| Ante
la posibilidad de obtener una reforma en la ley de inmigración
que les favorezca, los emigrantes latinos residentes en EEUU
se han unido como nunca antes lo habían hecho, para intentar
lograr dar el impulso final a la iniciativa, la cual supone un
sueño para muchos.
Según la última encuesta
realizada por el Pew Hispanic Center en Washington DC, los latinos,
durante las manifestaciones que han tenido lugar en esta primavera,
han olvidado su procedencia y sus raíces nacionales para
unirse “bajo una causa común”.
Además, la encuesta también
ha mostrado los resultados obtenidos con respecto a la actitud
de la comunidad latina hacia el Partido Demócrata y el
Partido Republicano. Los analistas han llegado a la conclusión
de que “desde la comunidad latina no se pueden sacar buenas
noticias para ninguno de los dos partidos”, pues tal y como
afirman, la política -últimamente amistosa- de
Bush hacia esta comunidad ha hecho que los demócratas pierdan
el apoyo que tenían, sin embargo, los republicanos tampoco
se han beneficiado de este alejamiento, pues la mayoría
de ellos sigue defendiendo una política de escasa tolerancia
hacia la inmigración ilegal.
A pesar de esta situación,
cada vez hay más funcionarios de EEUU que son partidarios de moderar las leyes
de inmigración.
El secretario de Comercio de EEUU,
Carlos Gutiérrez, ha defendido públicamente las buenas intenciones de los inmigrantes indocumentados que entran en el país.
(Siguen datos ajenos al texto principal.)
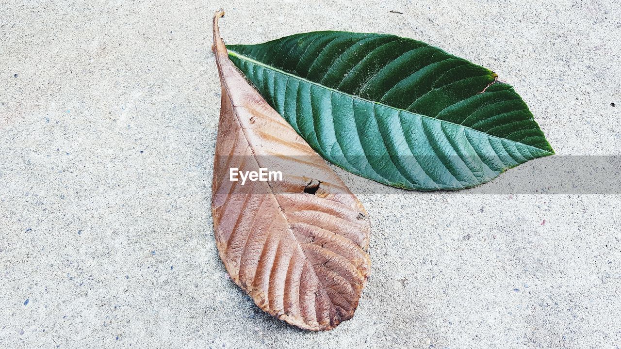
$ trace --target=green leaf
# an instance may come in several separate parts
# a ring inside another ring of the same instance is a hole
[[[314,32],[228,48],[316,152],[382,183],[471,188],[554,153],[512,87],[420,41]]]

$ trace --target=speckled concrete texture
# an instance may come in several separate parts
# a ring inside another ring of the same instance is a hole
[[[429,42],[512,84],[558,154],[620,154],[616,0],[0,1],[0,348],[621,346],[618,193],[406,192],[337,169],[373,226],[355,316],[311,333],[263,314],[214,241],[220,7],[230,43]]]

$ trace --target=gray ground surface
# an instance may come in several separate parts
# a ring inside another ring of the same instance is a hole
[[[230,42],[439,46],[514,84],[558,154],[607,155],[619,1],[53,2],[0,0],[0,348],[621,345],[618,193],[410,193],[337,170],[372,220],[373,270],[353,319],[319,333],[227,279],[209,208],[219,7]]]

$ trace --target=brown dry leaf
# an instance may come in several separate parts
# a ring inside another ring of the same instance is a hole
[[[220,256],[261,309],[301,329],[351,319],[366,283],[370,227],[360,201],[229,60],[214,17],[222,86],[214,225]],[[230,168],[282,172],[230,180]]]

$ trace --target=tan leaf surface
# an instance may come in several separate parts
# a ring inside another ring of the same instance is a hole
[[[212,209],[220,256],[261,309],[301,329],[351,319],[366,281],[370,227],[345,184],[229,60],[214,17],[222,87]],[[232,181],[229,169],[280,171]]]

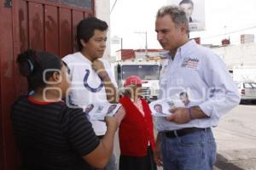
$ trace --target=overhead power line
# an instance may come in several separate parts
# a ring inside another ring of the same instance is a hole
[[[111,8],[111,10],[110,10],[110,14],[112,13],[112,11],[113,11],[113,8],[114,8],[114,6],[115,6],[115,4],[116,4],[116,2],[117,2],[117,0],[115,0],[115,2],[113,3],[113,7]]]
[[[242,31],[250,30],[250,29],[253,29],[253,28],[256,28],[256,26],[243,28],[243,29],[240,29],[240,30],[236,30],[236,31],[230,31],[230,32],[226,32],[226,33],[224,33],[224,34],[218,34],[218,35],[215,35],[215,36],[202,37],[202,39],[210,39],[210,38],[214,38],[214,37],[221,37],[221,36],[226,36],[226,35],[229,35],[229,34],[233,34],[233,33],[236,33],[236,32],[240,32],[240,31]]]

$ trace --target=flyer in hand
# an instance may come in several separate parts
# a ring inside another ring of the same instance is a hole
[[[167,116],[172,114],[169,110],[177,107],[185,107],[183,101],[177,95],[149,104],[154,116]]]
[[[97,103],[86,105],[84,113],[90,121],[104,121],[105,116],[113,116],[119,107],[120,104]]]

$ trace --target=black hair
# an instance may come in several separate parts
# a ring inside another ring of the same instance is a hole
[[[101,20],[96,17],[89,17],[81,20],[77,26],[77,50],[82,51],[83,45],[81,39],[84,42],[88,42],[94,35],[95,30],[100,30],[102,31],[107,31],[108,26],[107,22]]]
[[[186,96],[186,97],[189,97],[187,92],[182,92],[182,93],[180,93],[180,94],[179,94],[179,96]]]
[[[161,105],[160,104],[155,104],[155,105],[154,105],[154,107],[157,107],[157,106],[160,106],[160,107],[162,108],[162,105]]]
[[[16,62],[19,65],[20,75],[26,76],[28,81],[30,90],[44,88],[46,82],[44,81],[44,71],[48,69],[61,71],[63,63],[60,58],[49,52],[36,52],[32,49],[20,54]],[[56,71],[49,71],[45,73],[45,80]]]
[[[178,5],[183,4],[183,3],[190,3],[192,5],[192,8],[194,8],[194,3],[191,0],[182,0]]]

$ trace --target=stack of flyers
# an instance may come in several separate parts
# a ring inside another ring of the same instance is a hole
[[[104,121],[105,116],[113,116],[119,107],[120,104],[97,103],[89,104],[84,109],[84,113],[90,121]]]
[[[154,116],[167,116],[172,114],[170,110],[177,107],[185,106],[184,104],[176,97],[159,99],[149,104],[149,108]]]

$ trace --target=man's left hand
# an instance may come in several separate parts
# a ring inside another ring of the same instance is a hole
[[[100,60],[96,60],[91,64],[92,69],[96,71],[101,78],[107,74],[103,63]]]
[[[172,115],[166,117],[167,121],[173,122],[178,124],[183,124],[190,121],[189,110],[184,107],[177,107],[169,110]]]

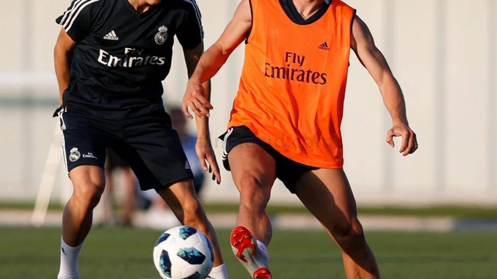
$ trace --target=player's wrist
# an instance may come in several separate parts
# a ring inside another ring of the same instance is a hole
[[[399,125],[409,126],[409,123],[405,117],[392,117],[392,125],[394,127]]]

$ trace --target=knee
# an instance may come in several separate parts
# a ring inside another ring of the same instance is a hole
[[[197,199],[185,203],[183,205],[183,213],[184,216],[184,224],[194,227],[198,227],[199,224],[204,222],[205,214],[200,202]]]
[[[362,225],[357,217],[351,218],[333,230],[335,240],[344,251],[361,249],[366,244]]]
[[[260,179],[247,175],[240,180],[240,205],[251,209],[263,210],[269,201],[270,187]]]
[[[93,209],[98,204],[104,189],[103,182],[85,182],[75,185],[73,197],[80,206]]]

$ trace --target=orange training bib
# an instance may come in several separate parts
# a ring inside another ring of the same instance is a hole
[[[332,0],[306,25],[278,0],[251,0],[252,27],[228,127],[245,126],[286,157],[341,168],[340,126],[355,10]]]

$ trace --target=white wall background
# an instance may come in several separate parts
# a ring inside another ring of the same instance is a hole
[[[197,0],[209,46],[238,1]],[[402,86],[420,144],[403,158],[385,142],[388,115],[352,54],[342,130],[345,169],[358,202],[497,204],[497,0],[347,2],[369,25]],[[54,20],[69,3],[0,1],[0,200],[35,197],[56,122]],[[186,81],[175,48],[165,82],[168,105],[179,103]],[[213,139],[226,128],[243,59],[242,46],[213,80]],[[220,159],[222,142],[214,142]],[[229,173],[222,175],[222,185],[208,183],[204,198],[236,201]],[[61,169],[53,199],[63,200],[71,191]],[[273,198],[295,201],[279,184]]]

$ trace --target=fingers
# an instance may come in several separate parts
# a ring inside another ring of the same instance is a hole
[[[414,149],[414,133],[411,132],[409,133],[409,142],[407,148],[404,150],[404,153],[402,153],[402,155],[405,157],[412,153],[413,150]]]
[[[183,104],[183,113],[185,114],[185,116],[188,117],[190,119],[193,119],[193,117],[190,114],[190,112],[188,110],[188,105]]]
[[[394,134],[393,129],[390,129],[387,132],[387,143],[392,147],[395,147],[395,142],[394,142]]]
[[[200,111],[198,110],[198,109],[197,108],[197,106],[195,105],[195,104],[192,101],[188,101],[187,104],[187,105],[186,105],[187,111],[188,110],[188,108],[189,107],[190,109],[191,109],[191,111],[193,112],[193,113],[194,113],[195,114],[198,115],[200,117],[203,116],[203,115],[202,114],[202,112],[200,112]],[[190,118],[190,119],[192,119],[193,118],[192,117],[191,118]]]
[[[192,101],[196,107],[197,110],[200,112],[200,114],[199,115],[197,114],[197,115],[202,118],[205,118],[206,116],[209,117],[211,116],[210,114],[209,114],[209,109],[204,106],[204,105],[200,103],[200,101],[197,99],[194,99],[192,100]]]
[[[408,145],[409,144],[409,139],[411,138],[411,133],[408,130],[403,131],[401,134],[402,136],[402,144],[401,145],[401,149],[399,152],[402,153],[406,151]]]
[[[209,166],[212,171],[212,180],[216,180],[218,184],[220,184],[221,173],[219,172],[219,166],[217,164],[216,157],[212,155],[207,155],[207,160],[209,161]]]
[[[414,133],[413,133],[413,143],[414,147],[413,150],[411,150],[411,153],[409,154],[413,154],[413,153],[416,152],[417,148],[419,148],[419,146],[417,144],[417,139],[416,138],[416,134]]]
[[[209,168],[207,167],[207,164],[205,162],[206,159],[205,154],[203,154],[199,156],[198,158],[200,159],[200,166],[202,167],[202,169],[204,170],[204,171],[207,171]]]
Estas declaraciones llegan en un momento muy delicado en el cual
se está intentando llevar a cabo una reforma de la ley
de inmigración.
Gutiérrez, de origen cubano,
afirmó que “los inmigrantes indocumentados llegan
al país para trabajar, no buscando ocio” y asegura
que las pruebas las pueden enseñar los más de 500
economistas estadounidenses que han enviado recientemente una
carta al presidente George W. Bush manifestando que la inmigración
supone “una ganancia neta” para el Estado.
En EEUU hay actualmente 40 millones
de latinos, el 40% de los cuales ha nacido fuera del país,
según un estudio elaborado en el año 2004 por las autoridades
del Censo estadounidense. De estos 16 millones de inmigrantes
latinos no nacidos en territorio estadounidense, 4,4 millones (el 27,5%) han conseguido obtener los papeles de residencia
que les acredita como ciudadanos del país, mientras que
los 14,2 millones restantes estarían, en caso de aprobarse
la ley del presidente, pendientes de obtener este derecho.
Sin embargo, la dirigencia republicana
de la Cámara de Representantes se opone a la propuesta
que el presidente Bush quiere conseguir, la cual supondría
la autorización de un programa de trabajos temporales que
abra la posibilidad de residencia legal a estos 14,2 millones de
indocumentados que actualmente se encuentran en EEUU.
Por su parte, los senadores demócratas
y republicanos que apoyan la política de inmigración
de Bush siguen esforzándose por concienciar a la sociedad
estadounidense y lograr, finalmente, el apoyo de la nación
para poder llevar a cabo la iniciativa.